Research from Department of Economics featured in The New York Times

How can the government make people save more for retirement? The New York Times cites joint research from the Department of Economics and Harvard arguing that tax incentives for pension savings have little effect on total savings. The researchers – Raj Chetty and John N. Friedman of Harvard, Søren Leth-Petersen and Tore Olsen of the University of Copenhagen, and Torben Heien Nielsen of the Danish National Center for Social Research -  found that every Kroner that the Danish government spent on tax breaks had a negligible effect on total savings. In contrast, policies that automatically saved a portion of a worker’s income, such as the Special Pension (SP) and labor market pension schemes, increased total savings by a substantial amount.

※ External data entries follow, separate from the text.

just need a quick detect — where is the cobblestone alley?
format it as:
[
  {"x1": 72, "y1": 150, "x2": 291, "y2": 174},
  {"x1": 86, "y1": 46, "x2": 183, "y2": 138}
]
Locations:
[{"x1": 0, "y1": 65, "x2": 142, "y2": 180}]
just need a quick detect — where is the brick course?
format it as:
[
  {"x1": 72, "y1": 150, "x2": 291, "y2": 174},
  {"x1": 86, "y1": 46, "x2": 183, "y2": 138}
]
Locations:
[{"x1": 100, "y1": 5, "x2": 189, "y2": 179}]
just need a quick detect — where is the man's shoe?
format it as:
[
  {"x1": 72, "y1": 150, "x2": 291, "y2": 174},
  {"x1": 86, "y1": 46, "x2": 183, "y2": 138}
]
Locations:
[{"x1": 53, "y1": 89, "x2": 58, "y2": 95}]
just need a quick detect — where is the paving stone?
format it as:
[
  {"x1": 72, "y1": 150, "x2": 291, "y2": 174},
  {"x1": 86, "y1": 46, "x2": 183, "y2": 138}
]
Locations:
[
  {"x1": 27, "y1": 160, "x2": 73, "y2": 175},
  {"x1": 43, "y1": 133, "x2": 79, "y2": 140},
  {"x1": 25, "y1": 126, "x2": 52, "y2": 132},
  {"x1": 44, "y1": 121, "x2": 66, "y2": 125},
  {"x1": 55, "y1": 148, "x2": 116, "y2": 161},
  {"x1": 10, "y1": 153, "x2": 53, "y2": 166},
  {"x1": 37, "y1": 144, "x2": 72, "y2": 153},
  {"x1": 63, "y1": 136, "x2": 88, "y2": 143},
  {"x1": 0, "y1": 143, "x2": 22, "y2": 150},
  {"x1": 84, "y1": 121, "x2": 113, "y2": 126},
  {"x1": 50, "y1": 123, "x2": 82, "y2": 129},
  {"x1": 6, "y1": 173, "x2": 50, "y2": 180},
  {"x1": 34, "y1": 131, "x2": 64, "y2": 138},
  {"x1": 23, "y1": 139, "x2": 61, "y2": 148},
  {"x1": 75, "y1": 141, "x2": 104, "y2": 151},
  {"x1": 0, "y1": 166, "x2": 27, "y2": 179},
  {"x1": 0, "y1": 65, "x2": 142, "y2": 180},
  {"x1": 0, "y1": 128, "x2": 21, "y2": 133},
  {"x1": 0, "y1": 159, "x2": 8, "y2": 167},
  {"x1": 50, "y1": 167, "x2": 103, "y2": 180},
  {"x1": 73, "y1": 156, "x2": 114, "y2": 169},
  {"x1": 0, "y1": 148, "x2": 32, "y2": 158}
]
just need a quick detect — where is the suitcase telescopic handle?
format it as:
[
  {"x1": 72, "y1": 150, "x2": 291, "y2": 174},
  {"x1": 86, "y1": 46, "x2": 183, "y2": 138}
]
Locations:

The analysis, based on Danish administrative register data with more than 45 million observations, shows that about 85 percent of Danes were “passive” savers, who tended to be less responsive to government policies and also less wealthy. The remaining 15 percent were “active” savers, who were more responsive and richer. When the government reduced a tax break for retirement savings, passive savers barely changed their behavior. By contrast, automatic savings programs had more impact on them, causing the passive savers to put away more money for retirement. Active savers also responded to tax breaks that change — but by shifting money between accounts that come with tax advantages and other accounts, not by changing the amount they put away. The automatic savings programs also had little effect on active savers’ overall balances.

These results are timely in relation to current US debate about the so called Fiscal Cliff,  where government expenditure cuts and tax cuts scheduled to run out will  give a drastic hit to the economy from January 2013. The money that the government spends to encourage Americans to save for retirement is money that cannot be spent on deficit reduction, education, health care or other priorities, and the study suggests that these money are not well spent.